Background

I was working through the practice problems found in College Algebra Seventh Edition by Stewart, Redlin, and Watson when I stumbled upon this problem found in 1.4 Exercises, Question 68. The question is stated as:

The sum of the squares of two consecutive even integers is 1252. Find the integers.

I found this question very enjoyable as:

  1. You needed to have a concrete definition of an even integer
  2. Solve the equation from your knowledge of quadratic equations

Solving the equation

We can formally state the question as

$$ m^2 + n^2 = 1252\ \ and\ m, n \in \mathbb{Z} $$

where:

$m, n \in \mathbb{Z}$ , $m$ and $n$ are integers and

$m = n + 1$ , $m$ is the next consecutive integer after $n$

We can define an even integer as provided by Kenneth Rosen in his Discrete Mathematics books. An integer $n$ is even if for some integer $k$, $n = 2k$. We can intuitively see this by giving some examples of $k$.

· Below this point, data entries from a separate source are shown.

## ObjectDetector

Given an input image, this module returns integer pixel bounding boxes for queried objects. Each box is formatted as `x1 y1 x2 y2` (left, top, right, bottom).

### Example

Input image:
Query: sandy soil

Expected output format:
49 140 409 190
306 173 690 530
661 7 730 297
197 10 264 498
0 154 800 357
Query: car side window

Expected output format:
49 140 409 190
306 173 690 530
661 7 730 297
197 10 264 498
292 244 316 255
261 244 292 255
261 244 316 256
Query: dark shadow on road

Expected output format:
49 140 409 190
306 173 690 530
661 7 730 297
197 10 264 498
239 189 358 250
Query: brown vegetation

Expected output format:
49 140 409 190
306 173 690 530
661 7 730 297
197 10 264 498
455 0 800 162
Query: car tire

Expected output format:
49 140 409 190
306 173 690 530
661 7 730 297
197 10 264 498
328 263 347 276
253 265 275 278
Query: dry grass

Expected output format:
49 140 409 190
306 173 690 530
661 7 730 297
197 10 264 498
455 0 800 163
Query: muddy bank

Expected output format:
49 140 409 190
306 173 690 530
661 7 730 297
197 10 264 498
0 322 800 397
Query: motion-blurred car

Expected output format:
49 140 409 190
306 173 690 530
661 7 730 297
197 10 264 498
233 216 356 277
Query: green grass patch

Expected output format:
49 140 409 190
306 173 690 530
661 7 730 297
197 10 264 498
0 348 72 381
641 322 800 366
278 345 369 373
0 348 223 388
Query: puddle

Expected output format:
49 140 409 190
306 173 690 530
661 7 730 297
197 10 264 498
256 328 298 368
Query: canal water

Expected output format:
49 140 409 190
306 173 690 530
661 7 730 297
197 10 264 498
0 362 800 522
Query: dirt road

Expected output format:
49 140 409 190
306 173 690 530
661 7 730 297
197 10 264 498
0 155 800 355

When $k = { 1, 2, 3, 4, … }$ then $n = { 2, 4, 6, 8, … }$ and here we can see that for any $k$ if it is an even integer, it will be found in $n$.

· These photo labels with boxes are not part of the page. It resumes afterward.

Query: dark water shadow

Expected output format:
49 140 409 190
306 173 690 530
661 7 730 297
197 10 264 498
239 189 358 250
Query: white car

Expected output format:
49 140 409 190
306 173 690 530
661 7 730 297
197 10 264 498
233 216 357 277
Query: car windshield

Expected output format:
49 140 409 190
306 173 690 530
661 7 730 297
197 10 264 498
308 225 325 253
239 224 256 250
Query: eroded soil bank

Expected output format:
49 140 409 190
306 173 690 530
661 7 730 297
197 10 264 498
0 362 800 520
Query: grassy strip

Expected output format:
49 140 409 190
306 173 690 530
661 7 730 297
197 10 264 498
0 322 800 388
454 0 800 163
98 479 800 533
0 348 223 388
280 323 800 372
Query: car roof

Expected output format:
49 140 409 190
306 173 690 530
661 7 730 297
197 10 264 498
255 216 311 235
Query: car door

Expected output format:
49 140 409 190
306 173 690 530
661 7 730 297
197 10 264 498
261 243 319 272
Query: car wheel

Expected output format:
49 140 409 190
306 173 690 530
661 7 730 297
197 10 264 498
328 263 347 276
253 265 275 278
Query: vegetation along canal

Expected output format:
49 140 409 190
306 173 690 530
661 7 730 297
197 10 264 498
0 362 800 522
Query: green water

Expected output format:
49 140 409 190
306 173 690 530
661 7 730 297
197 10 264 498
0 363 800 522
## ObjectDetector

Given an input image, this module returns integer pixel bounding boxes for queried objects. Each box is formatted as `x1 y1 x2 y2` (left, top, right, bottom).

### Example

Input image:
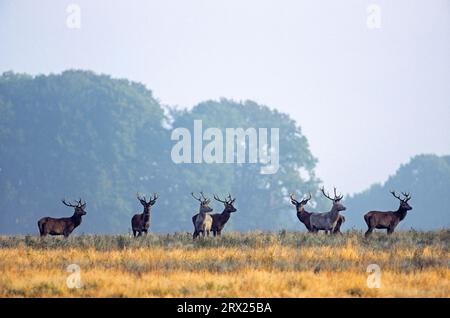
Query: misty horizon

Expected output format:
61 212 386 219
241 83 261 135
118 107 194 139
0 0 450 194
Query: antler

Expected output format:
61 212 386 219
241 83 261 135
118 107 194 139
289 193 298 204
191 192 202 202
320 187 334 201
334 187 344 201
389 190 403 201
303 192 312 201
61 199 77 208
214 194 228 203
136 192 147 202
402 192 411 202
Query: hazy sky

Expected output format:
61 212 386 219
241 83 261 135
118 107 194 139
0 0 450 193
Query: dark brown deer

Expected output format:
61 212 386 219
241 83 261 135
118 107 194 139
191 192 213 239
211 194 237 236
364 191 412 237
289 193 345 233
131 193 158 237
38 198 86 238
289 193 312 232
309 187 346 233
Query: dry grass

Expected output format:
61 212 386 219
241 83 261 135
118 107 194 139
0 230 450 298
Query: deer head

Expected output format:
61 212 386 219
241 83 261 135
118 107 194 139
191 192 213 213
390 191 412 211
136 192 158 213
289 193 311 213
320 187 347 212
214 193 237 213
61 198 86 216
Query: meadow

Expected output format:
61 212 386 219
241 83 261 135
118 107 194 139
0 230 450 298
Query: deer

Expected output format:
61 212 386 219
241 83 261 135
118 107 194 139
191 192 213 239
364 191 412 237
211 193 237 236
289 193 312 232
309 187 347 233
38 198 86 238
131 193 158 237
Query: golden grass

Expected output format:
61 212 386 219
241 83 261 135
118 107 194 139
0 231 450 298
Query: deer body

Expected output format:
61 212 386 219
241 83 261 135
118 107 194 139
191 192 213 239
131 193 158 237
310 208 339 232
38 199 86 238
364 191 412 237
211 194 237 236
310 188 346 233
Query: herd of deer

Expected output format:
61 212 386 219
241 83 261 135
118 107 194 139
38 188 412 239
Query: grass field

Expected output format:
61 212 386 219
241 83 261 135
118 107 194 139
0 230 450 298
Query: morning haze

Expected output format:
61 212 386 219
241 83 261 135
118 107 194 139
0 0 450 193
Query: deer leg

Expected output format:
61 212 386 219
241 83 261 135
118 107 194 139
364 227 373 237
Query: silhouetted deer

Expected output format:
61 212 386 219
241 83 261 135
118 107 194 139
38 198 86 237
191 192 213 239
309 187 346 233
211 194 237 236
289 193 312 232
364 191 412 237
131 193 158 237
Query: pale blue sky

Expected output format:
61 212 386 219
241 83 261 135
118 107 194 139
0 0 450 193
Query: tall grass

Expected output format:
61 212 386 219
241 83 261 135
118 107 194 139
0 230 450 297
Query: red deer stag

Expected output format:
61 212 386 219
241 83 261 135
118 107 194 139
211 194 237 236
364 191 412 237
131 193 158 237
191 192 213 239
38 198 86 238
309 187 346 233
289 193 345 233
289 193 312 232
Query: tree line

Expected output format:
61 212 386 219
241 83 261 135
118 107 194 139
0 70 450 234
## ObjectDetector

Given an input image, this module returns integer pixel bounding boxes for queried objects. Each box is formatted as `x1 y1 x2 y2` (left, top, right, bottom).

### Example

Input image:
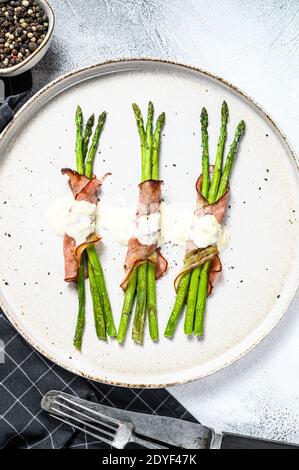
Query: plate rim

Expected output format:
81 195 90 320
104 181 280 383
0 57 299 389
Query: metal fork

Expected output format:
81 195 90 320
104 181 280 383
49 395 168 449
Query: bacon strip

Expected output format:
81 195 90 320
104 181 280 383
61 168 110 282
120 180 168 291
174 165 229 295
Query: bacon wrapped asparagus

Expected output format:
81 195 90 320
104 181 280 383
164 101 245 338
117 102 167 344
62 106 116 349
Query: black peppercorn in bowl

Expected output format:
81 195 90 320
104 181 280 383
0 0 55 77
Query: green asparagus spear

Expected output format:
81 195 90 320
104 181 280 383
74 106 85 349
85 111 106 178
194 121 245 336
152 113 165 180
85 112 117 337
76 106 84 175
208 101 228 204
132 263 148 344
132 101 154 344
147 113 165 341
87 260 107 340
117 269 137 343
117 103 145 342
201 108 210 198
74 262 85 350
86 246 117 337
164 271 191 338
217 121 245 199
82 114 94 160
184 108 210 335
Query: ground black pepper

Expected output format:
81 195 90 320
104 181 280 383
0 0 49 69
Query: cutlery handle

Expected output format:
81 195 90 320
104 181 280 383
221 433 299 449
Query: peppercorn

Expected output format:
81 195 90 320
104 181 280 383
0 0 49 68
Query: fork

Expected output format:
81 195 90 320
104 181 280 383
49 395 168 449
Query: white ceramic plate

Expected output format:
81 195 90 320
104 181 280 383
0 60 299 387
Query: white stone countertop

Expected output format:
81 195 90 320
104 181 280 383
34 0 299 443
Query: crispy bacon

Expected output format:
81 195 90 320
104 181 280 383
120 180 168 290
61 168 110 282
174 165 229 295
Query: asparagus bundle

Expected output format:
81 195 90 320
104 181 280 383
70 106 116 349
164 101 245 338
117 102 167 344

How does this help us out? Well, now we can substitute values for $m$, and $n$ by the definition of an integer. We see that $m = 2k$ and $n = 2(k + 1) = 2k + 2$ where $k$ is the integer in question. Here we relate $m$ to $n$ as we know that $n$ must be the next integer in sequence after $m$.

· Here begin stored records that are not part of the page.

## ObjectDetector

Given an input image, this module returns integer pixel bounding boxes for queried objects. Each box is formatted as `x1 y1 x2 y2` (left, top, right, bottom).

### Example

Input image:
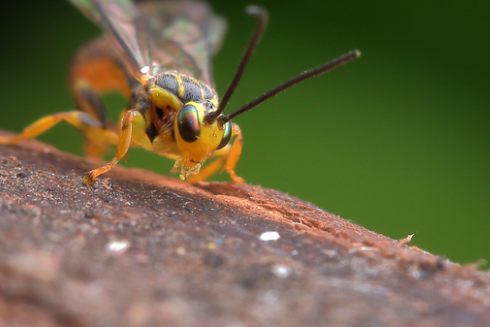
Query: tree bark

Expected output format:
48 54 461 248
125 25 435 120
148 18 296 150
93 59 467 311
0 131 490 327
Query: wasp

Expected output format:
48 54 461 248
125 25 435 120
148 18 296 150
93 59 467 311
0 0 360 185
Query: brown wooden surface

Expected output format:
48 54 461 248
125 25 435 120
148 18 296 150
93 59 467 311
0 131 490 327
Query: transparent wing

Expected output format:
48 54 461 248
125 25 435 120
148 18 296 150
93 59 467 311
70 0 226 86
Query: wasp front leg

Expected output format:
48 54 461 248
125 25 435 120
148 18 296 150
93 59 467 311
189 124 245 183
0 111 117 149
83 110 153 185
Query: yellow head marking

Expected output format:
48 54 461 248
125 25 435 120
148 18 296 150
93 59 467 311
172 101 227 178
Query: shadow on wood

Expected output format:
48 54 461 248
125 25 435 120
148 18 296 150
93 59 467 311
0 131 490 327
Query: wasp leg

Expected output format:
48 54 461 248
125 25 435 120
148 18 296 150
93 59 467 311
73 79 116 158
83 110 153 185
0 111 117 144
189 124 245 183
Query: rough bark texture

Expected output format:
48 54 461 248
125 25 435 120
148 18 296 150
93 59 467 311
0 131 490 327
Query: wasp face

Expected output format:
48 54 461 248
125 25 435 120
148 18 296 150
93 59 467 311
174 101 232 179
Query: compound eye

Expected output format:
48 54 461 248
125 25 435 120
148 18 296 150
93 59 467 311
216 122 231 150
177 105 201 143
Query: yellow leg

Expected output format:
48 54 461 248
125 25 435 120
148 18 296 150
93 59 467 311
83 110 152 185
188 124 245 183
0 111 117 144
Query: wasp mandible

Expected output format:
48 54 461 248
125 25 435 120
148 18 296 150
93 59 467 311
0 0 360 185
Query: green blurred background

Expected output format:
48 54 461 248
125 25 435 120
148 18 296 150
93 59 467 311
0 0 490 269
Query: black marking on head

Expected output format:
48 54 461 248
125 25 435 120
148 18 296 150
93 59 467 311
182 76 203 103
156 74 179 96
155 106 166 120
201 83 214 100
146 124 158 142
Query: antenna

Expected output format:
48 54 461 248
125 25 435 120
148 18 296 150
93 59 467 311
219 50 361 124
206 6 268 123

Substituting our updated definition of $m$ and $n$ into the equation we get.

$$ m^2 + n^2 = 1252 $$ $$ (2k)^2 + (2k + 2)^2 = 1252 $$

Expanding the squares $$ 4k^2 + 4k^2 + 8k + 4 = 1252 $$

Simplifying $$ 8k^2 + 8k - 1248 = 0 $$ $$ k^2 + k - 156 = 0 $$

We can now solve the quadratic equation for $k$ using a multitude of tools, but we can use the quadratic formula for ease of computation. We see that the above simplified equation has the form $ax^2 + bx + c = 0$

Here: $a = 1,\ b = 1,\ c = -156$

Substituing into the quadratic formula:

$$ \frac{-b\pm \sqrt{b^2 - 4ac}}{2a} $$ $$ k = \frac{-1\pm \sqrt{1^2 - 4(1)(-156)}}{2(1)} $$ $$ k = \frac{-1\pm \sqrt{1 + 624}}{2} $$ $$ k = \frac{-1\pm \sqrt{625}}{2} $$ $$ k = \frac{-1\pm 25}{2} $$ $$ \therefore\ k = 12,\ k = -13 $$

We have 2 solutions for $k$, and if we plug them into $m$, and $n$ we have.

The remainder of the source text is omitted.